Agar pendanaan iklim dapat memberikan dampak yang nyata, maka pendanaan tersebut harus diorientasikan kembali pada kebutuhan negara-negara berkembang. Mitigasi saat ini menerima sebagian besar pendanaan, namun adaptasi adalah masalah kelangsungan hidup masyarakat garis depan. Mekanisme pendanaan terpisah untuk kerugian dan kerusakan juga penting untuk memberikan pemulihan dan solidaritas kepada masyarakat atas hilangnya nyawa dan mata pencaharian akibat pemanasan global.

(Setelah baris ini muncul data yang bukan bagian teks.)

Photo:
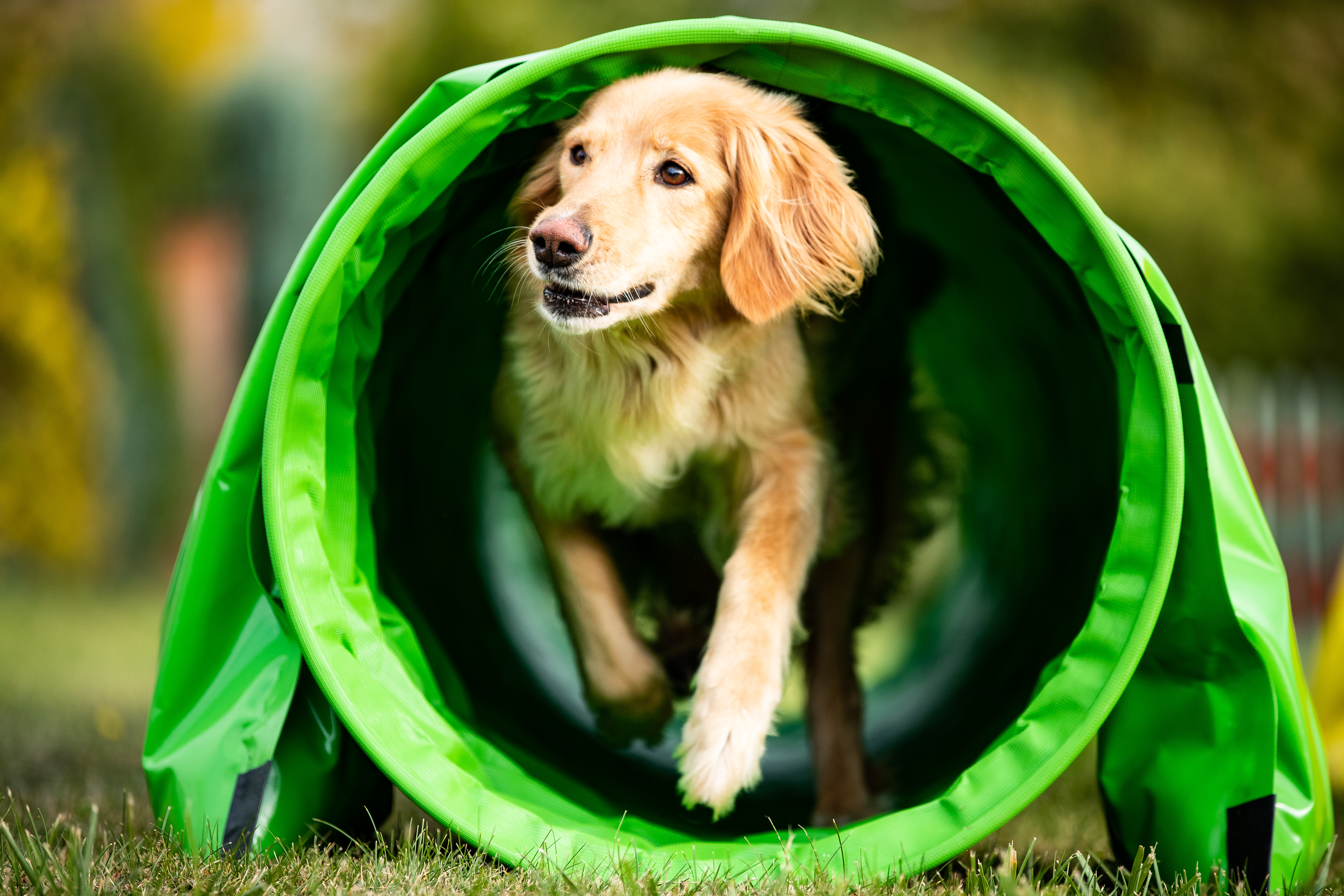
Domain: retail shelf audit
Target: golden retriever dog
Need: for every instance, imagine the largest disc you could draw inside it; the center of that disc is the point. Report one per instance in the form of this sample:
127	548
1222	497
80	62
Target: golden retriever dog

Menempatkan manusia dan lingkungan hidup sebagai pusat agenda iklim
Namun, reformasi kebijakan yang bersifat tambal sulam tidak akan cukup untuk mengeluarkan kita dari krisis ini. Kita memerlukan perubahan sistemis yang menjadikan manusia dan lingkungan hidup sebagai garda depan dan pusat pembangunan.

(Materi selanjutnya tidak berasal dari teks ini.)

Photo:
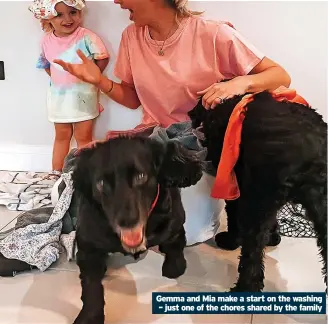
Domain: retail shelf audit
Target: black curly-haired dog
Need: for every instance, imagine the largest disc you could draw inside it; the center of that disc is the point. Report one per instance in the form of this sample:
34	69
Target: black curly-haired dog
283	158
130	201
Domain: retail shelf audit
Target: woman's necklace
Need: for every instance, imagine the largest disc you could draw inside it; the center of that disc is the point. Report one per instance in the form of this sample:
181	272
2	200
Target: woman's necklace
161	51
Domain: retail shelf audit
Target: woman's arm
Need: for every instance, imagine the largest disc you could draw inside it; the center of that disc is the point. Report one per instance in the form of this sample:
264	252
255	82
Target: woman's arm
122	93
89	72
266	75
102	64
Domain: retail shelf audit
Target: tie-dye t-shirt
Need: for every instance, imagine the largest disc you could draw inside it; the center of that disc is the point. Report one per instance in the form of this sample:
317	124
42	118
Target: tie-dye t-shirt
69	99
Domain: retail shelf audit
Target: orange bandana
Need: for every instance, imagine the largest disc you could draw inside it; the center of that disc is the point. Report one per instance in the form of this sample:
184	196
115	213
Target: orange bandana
226	185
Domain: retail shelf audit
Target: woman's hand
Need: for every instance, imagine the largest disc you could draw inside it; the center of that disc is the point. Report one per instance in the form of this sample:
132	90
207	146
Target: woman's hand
86	71
217	92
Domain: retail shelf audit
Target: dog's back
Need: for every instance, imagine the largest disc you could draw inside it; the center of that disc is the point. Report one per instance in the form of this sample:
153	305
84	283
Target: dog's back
281	137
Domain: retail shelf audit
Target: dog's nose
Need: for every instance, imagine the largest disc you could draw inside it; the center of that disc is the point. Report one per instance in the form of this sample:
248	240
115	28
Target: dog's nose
128	222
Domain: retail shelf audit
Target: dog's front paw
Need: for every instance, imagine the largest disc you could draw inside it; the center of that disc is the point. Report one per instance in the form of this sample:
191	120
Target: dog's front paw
227	241
174	267
85	318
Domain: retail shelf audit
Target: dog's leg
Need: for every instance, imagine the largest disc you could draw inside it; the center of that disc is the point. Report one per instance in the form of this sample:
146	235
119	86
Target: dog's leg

Dengan mendemokratisasi kepemilikan dan penguasaan sumber daya produktif, terutama di bidang pertanian, transportasi, energi dan keuangan, maka kekayaan dan manfaat masing-masing akan didistribusikan kembali dan dialokasikan kembali untuk kebutuhan masyarakat, tidak dimonopoli oleh negara-negara maju dan perusahaan-perusahaan besar untuk ekspansi dan keuntungan lebih lanjut. Demokratisasi kepemilikan juga melibatkan pembayaran kompensasi dan penghapusan kebijakan ekonomi dan perdagangan yang tidak adil yang menghambat pertumbuhan dan kemampuan negara-negara berkembang untuk beradaptasi terhadap perubahan iklim.
Ketika masyarakat dan komunitas memegang kendali dalam tata kelola dan perencanaan sosial, mereka diberdayakan secara formal dan material untuk memastikan bahwa perekonomian memenuhi kebutuhan manusia dengan cara mengatasi ketidakadilan sosial dan lingkungan, termasuk penindasan ekonomi, ras, kolonial, dan berbasis gender.
Masyarakat sipil akan segera bertahan aksi massal sekitar COP26 di Glasgow. Pergerakan di Dunia Selatan Sebaliknya, mereka yang tidak dapat menghadiri COP26 karena kurangnya akses terhadap vaksin dan persyaratan logistik yang tidak memungkinkan untuk melakukan perjalanan di masa pandemi akan mengadakan mobilisasi lokal sebagai bentuk perlawanan dan solidaritas. Semua upaya ini dilakukan bukan karena keyakinan bahwa COP26 akan memberikan keadilan dan perubahan yang dibutuhkan oleh komunitas garis depan, namun untuk mengedepankan perjuangan dan visi masyarakat untuk dunia yang lebih berketahanan, adil dan bebas karbon. – Rappler.com
Ivan Phell Enrile adalah manajer program keadilan iklim IBON Internasional.
Michael Gerochi adalah seorang magang di IBON International dan mahasiswa senior BA Studi Pembangunan di Universitas Ateneo de Manila.